Is Real Estate Acting Bubblicious Again?
The median existing single-family home price increased in 133 out of 152 metropolitan areas in the fourth quarter, compared to the same period a year earlier, according to the latest report from the National Association of Realtors. In comparison, only 29 metro areas showed a year-over-year increase in the fourth quarter of 2011.
The national median existing single-family home price, where half of the homes sold for more and half sold for less, came in at $178,900 in the final three months of 2012, representing a 10 percent jump from $162,600 a year earlier. This is the strongest year-over-year increase since the fourth quarter of 2005, when the median price increased 13.6 percent. In the third quarter of 2012, home prices grew 8.8 percent on a year-over-year basis.
Home sales are also on the rise…
Lawrence Yun, NAR chief economist, explains, “Home sales are on a sustained uptrend, mortgage interest rates are hovering near record lows and unsold inventory is at the lowest level in 12 years. Home sales are being fueled by a pent-up demand and job creation, along with still favorable affordability conditions and rents rising at faster rates.

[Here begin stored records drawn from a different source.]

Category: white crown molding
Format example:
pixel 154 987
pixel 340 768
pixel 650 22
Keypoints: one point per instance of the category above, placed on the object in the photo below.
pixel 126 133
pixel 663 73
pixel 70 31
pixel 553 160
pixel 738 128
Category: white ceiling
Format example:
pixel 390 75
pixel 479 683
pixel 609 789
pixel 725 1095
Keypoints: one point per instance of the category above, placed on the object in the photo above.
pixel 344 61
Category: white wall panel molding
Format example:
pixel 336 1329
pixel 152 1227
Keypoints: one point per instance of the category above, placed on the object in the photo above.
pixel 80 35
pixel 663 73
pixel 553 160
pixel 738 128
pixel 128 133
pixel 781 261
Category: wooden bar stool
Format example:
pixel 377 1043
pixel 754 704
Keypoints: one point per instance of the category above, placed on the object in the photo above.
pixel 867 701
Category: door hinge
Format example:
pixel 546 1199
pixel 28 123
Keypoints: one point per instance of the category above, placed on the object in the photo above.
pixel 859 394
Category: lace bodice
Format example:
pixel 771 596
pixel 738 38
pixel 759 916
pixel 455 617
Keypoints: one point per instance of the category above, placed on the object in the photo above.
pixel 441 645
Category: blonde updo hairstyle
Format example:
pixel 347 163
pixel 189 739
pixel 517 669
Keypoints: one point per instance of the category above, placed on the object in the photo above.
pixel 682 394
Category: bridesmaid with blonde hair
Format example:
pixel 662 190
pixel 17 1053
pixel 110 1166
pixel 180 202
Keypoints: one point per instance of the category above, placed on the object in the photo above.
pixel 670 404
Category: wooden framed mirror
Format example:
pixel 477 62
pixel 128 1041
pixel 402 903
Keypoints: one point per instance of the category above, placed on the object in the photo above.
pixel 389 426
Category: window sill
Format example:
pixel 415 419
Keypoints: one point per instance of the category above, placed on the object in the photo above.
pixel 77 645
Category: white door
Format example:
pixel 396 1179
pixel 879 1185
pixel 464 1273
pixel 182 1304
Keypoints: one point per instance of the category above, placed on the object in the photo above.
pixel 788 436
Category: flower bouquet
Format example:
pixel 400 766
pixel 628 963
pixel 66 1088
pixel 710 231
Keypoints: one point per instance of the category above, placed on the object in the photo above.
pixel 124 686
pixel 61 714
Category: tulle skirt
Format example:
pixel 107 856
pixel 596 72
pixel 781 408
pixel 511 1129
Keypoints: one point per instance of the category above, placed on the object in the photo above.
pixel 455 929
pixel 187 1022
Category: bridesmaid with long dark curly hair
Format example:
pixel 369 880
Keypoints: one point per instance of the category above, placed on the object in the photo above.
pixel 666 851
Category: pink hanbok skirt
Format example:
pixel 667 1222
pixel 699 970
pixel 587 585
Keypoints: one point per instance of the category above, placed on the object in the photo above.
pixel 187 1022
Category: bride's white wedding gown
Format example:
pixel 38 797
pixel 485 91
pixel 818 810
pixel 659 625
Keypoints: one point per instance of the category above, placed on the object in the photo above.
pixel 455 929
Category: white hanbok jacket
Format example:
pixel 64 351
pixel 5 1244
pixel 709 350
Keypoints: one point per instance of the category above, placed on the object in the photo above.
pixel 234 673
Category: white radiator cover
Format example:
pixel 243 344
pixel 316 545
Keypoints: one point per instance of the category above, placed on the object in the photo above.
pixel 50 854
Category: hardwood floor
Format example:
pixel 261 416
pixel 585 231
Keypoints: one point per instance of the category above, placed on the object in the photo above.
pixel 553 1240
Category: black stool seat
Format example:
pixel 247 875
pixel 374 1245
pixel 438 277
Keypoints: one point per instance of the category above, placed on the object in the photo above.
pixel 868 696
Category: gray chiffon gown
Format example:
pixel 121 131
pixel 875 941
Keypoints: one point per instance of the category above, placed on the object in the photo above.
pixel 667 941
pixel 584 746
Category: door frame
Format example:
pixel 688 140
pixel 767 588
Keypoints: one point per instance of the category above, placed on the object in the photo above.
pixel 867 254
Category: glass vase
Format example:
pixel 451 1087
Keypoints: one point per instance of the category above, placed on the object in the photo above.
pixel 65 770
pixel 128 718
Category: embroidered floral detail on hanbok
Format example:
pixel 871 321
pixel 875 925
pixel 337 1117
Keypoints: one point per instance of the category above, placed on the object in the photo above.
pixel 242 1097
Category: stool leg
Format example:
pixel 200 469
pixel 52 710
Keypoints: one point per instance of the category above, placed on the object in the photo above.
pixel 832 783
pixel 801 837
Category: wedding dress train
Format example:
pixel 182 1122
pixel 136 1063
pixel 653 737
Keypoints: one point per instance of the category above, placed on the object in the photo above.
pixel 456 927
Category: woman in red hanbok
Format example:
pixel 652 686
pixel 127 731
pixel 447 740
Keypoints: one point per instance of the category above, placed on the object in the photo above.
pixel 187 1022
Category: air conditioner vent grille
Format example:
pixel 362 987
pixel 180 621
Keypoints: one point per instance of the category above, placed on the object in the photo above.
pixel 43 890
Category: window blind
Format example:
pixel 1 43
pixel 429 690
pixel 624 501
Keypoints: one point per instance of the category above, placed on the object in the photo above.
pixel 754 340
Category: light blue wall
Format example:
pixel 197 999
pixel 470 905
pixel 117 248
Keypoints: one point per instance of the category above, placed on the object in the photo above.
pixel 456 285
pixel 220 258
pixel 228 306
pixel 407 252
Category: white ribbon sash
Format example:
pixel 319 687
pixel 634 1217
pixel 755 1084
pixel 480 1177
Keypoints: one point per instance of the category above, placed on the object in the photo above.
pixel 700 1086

Our population has been growing faster than overall housing stock, so supply and demand dynamics are very much at play.”
Total existing-home sales, including single-family homes and condos, increased 5 percent in the fourth quarter to a seasonally adjusted annual rate of 4.9 million units, compared to the third quarter. This was a 12.1 percent hike from the 4.37 million pace in the fourth quarter of 2011.
However, it should be noted that the housing market has received a great deal of assistance from the Federal Reserve’s record amount of monetary easing. According to Freddie Mac, the rate on a 30-year conventional fixed-rate mortgage reached a record breaking low of 3.36 percent in the fourth quarter, compared to 4.01 percent a year earlier.
Furthermore, low inventory levels are also acting as a subsidy. At the end of 2012, there were 1.82 million existing homes for sale, representing a 21.6 percent plunge from the end of 2011. Unsold inventory is at its weakest level since January 2001.